Jo Grady, the University and College Union’s general secretary, has also emailed members to say the union will now no longer be calling 10 days of strike action, “except in branches that specifically request to take them”. This was “in response to overwhelming feedback from branches”, she added.

There have been deep divisions in the union about how to proceed with further industrial action after 18 days of strikes so far this academic year, but vice-chancellors have shown little inclination to budge on key demands such as a £2,500 pay rise for all.

Branches were given the choice over whether to proceed with the boycott, with less than half opting to do so. Institutions that will still be affected include the universities of Brighton, Glasgow, Leeds, Nottingham, Sheffield and Sussex, as well as Goldsmiths, University of London and Queen Mary University of London, where there have also been local disputes.

Dr Grady said no staff member was taking the action lightly, but “cuts to pensions, low pay, insecure contracts and exhausting workloads have pushed staff to breaking point”.

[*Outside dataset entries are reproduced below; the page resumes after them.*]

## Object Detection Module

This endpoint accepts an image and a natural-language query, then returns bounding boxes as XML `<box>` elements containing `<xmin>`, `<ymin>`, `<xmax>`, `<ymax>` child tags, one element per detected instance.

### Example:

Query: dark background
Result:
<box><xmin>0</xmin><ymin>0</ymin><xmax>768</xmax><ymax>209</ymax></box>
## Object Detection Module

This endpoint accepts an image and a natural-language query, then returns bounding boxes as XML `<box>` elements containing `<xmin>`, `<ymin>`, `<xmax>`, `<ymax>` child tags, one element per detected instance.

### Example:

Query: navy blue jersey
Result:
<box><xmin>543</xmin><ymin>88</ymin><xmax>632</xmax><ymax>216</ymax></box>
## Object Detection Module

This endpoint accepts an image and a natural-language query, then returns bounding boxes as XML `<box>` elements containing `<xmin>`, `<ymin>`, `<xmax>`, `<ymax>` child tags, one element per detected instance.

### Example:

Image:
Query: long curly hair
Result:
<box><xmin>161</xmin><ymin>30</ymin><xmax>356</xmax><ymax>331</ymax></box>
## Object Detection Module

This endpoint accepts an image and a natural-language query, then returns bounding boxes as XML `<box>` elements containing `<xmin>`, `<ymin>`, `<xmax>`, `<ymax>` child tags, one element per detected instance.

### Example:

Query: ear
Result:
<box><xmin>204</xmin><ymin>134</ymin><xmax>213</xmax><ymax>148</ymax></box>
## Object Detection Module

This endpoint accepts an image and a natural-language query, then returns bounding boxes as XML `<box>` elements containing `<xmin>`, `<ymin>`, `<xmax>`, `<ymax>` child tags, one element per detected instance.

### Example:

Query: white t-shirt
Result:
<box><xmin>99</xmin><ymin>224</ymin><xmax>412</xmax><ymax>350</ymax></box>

The UCU has warned that universities are considering “locking out” staff by threatening to dock pay and to bring in external contractors to mark work during the boycott.

Dr Grady said any vice-chancellor considering doing this “will only further poison relations between staff and management and could lead to further disruption”.

Raj Jethwa, chief executive of the University and Colleges Employers Association, called on the UCU to begin consulting its members on the 3 per cent pay rise offer it made as part of the 2022-23 pay negotiations, rather than continue with industrial action over last year’s award.

He warned that institutions were legally entitled to fully withhold pay for those taking part in the boycott because it would amount to a breach of contract.

“If UCU does press ahead with a marking and assessment boycott, the minority of HE institutions being unfairly targeted are well prepared to minimise any disruption to their students,” Mr Jethwa continued.

“Feedback confirms high levels of branch uncertainty when it comes to participation in the boycott, and there are bound to be doubts among some UCU members. However, one thing is certain: the 44 HE institutions targeted have plans in place and remain fully focused on protecting students and mitigating any isolated disruption attempts to the student experience,” he said.